Hub is saying that a deadlock wouldn’t change anything. The thing was, with the regular lock someone can take a card and force it open but we looked and there’s no way someone can put a card in there. Not the way the door is made so basically the only reason a deadlock could be safer would be cause it’s not as easy to break if someone forces the door. The door wasn’t forced so that’s not my worry. My worry was that someone could use a card but they can’t as we tested it. There’s a piece that makes it impossible. I feel a bit better but it still doesn’t explain how the door was open. I do believe in ghost but that isn’t good enough for me right now. I have no idea how someone could open the door at all. Hub said we needed to go with the explanation that it wasn’t closed all the way so it opened. That’s not possible as we haven’t use the door and I always make sure it is closed when I lock it which the last time was prob like 2 months ago.

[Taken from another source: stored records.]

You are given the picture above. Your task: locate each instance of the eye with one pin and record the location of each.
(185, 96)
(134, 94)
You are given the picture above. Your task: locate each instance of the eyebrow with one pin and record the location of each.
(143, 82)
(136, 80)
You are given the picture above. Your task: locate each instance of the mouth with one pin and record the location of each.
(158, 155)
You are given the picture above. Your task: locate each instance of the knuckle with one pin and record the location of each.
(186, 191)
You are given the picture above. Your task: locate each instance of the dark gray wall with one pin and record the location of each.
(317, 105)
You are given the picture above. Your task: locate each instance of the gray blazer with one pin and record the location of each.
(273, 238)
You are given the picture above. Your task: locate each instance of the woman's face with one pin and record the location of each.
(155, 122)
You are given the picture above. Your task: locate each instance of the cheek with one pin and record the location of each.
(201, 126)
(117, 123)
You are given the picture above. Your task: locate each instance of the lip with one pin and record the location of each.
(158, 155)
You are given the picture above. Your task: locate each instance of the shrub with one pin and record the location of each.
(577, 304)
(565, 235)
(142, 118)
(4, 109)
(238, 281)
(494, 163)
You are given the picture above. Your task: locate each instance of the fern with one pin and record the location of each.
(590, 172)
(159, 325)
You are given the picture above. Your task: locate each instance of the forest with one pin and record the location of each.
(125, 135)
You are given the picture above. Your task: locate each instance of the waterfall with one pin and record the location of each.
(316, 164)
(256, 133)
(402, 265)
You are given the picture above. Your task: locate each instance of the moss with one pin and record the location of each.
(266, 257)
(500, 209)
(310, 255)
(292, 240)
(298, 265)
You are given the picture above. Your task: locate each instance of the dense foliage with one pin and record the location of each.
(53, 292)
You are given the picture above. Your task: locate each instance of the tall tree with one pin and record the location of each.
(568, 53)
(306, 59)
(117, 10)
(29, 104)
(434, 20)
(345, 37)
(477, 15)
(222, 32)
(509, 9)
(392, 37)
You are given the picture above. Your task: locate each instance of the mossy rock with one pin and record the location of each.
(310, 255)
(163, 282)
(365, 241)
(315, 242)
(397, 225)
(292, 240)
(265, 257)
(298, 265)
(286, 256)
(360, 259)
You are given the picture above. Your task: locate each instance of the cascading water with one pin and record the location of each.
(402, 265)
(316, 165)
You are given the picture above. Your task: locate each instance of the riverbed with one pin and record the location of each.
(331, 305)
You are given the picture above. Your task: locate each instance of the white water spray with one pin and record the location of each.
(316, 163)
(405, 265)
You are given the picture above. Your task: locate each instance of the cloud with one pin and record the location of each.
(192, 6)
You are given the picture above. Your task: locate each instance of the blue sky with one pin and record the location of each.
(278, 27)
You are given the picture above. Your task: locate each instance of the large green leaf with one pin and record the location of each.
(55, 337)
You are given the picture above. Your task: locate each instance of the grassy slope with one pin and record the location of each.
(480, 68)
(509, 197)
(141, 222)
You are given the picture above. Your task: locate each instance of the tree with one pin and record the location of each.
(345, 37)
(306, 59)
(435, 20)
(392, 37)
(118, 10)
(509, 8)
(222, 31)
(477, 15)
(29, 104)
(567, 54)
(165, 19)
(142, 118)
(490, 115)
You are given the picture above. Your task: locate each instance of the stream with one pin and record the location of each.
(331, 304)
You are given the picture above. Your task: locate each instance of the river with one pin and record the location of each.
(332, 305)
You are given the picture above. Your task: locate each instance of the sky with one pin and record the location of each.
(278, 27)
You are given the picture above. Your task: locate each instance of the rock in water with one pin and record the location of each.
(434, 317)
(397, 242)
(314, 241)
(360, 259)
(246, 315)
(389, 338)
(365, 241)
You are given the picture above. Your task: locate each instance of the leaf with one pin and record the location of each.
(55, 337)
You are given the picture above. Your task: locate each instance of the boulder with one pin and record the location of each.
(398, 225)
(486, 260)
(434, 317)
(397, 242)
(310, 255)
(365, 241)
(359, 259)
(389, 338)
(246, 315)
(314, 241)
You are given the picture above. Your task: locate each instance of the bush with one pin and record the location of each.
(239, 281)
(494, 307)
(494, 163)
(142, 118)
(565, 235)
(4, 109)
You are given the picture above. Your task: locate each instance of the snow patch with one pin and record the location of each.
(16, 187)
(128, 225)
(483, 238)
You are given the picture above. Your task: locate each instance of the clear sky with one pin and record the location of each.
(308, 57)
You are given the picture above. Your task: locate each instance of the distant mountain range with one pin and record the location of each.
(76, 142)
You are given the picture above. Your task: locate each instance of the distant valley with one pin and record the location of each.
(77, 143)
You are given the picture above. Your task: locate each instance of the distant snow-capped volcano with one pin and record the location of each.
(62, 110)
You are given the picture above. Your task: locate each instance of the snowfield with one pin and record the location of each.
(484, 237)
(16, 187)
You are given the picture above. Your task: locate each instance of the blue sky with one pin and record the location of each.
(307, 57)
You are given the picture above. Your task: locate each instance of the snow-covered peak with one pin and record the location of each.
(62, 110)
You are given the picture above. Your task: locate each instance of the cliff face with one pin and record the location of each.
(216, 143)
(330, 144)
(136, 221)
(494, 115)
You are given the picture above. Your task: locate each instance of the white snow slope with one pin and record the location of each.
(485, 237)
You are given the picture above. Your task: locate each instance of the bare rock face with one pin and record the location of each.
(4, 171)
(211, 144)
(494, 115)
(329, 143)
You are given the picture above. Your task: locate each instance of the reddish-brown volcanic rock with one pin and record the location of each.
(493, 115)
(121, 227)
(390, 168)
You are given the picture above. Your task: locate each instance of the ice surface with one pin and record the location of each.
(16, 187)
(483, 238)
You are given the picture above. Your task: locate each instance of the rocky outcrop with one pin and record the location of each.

Anyways, I did the dishes and we watched Kevin Can Wait. I calmed down but I’m still super worried. I don’t know how he can not worry about it. After watching the show I came to bed to play on my farming game and wanted to read but I don’t know if I’ll be doing that. I should try to sleep as I have to wake up for 9 am as I need to pack our bag before leaving. I’m debating on taking a sleeping pill as I’m not sure I’ll be able to sleep. I haven’t took a pill in two weeks. I’m doing so good, I don’t want to screw it up. Arg!
So yea, hub said we wouldn’t need to get a deadlock. I think I still need to do some research on that. Now I wonder if I should get an alarm, see if that would make me feel better. The thing is, it will die down and I’ll be okay without extra safety. It’s just for tomorrow as if it was someone that did open the door and come back they will do it now and not in some months. So it’s now that I need it and I can’t have it now.
Alright let’s try and not talk about it anymore. I didn’t really talk about my day so let’s do that right now. This morning I was as always hoping my client would cancel, she didn’t. She took like an hour so I still had two hours to kill. I was gonna come back home to nap but told myself I had to stay away from my bed. I called my friend which had just woken up and asked her if she wanted to go to the Casino for brunch so that’s what we did. A new month and I’m already spending. I really need to stop that. So at the Casino I played my $5 and mom $25 but didn’t get anything. All I wanted was $20 to pay our brunch so I wouldn’t of “cheated” and spent money already. My friend played her $5 and didn’t win either. After brunch I went to get my second client and then my third. I then rushed over to Costco to get my mom some cheese and then to the store. What a day! The store was such a mess. I’m just glad I don’t work full time over there. When I talked to mom she mentioned the cheese and said she had forgotten to ask me to get her some. She doesn’t know I did get her some so she’ll be happy.
That’s pretty much it for my day. Now I should try to get some sleep. I’m not really tired anymore. I was so very tired but all that worry kinda took care of it. I hope I can sleep. I can’t believe I didn’t even get to relax in the tub. Bleh!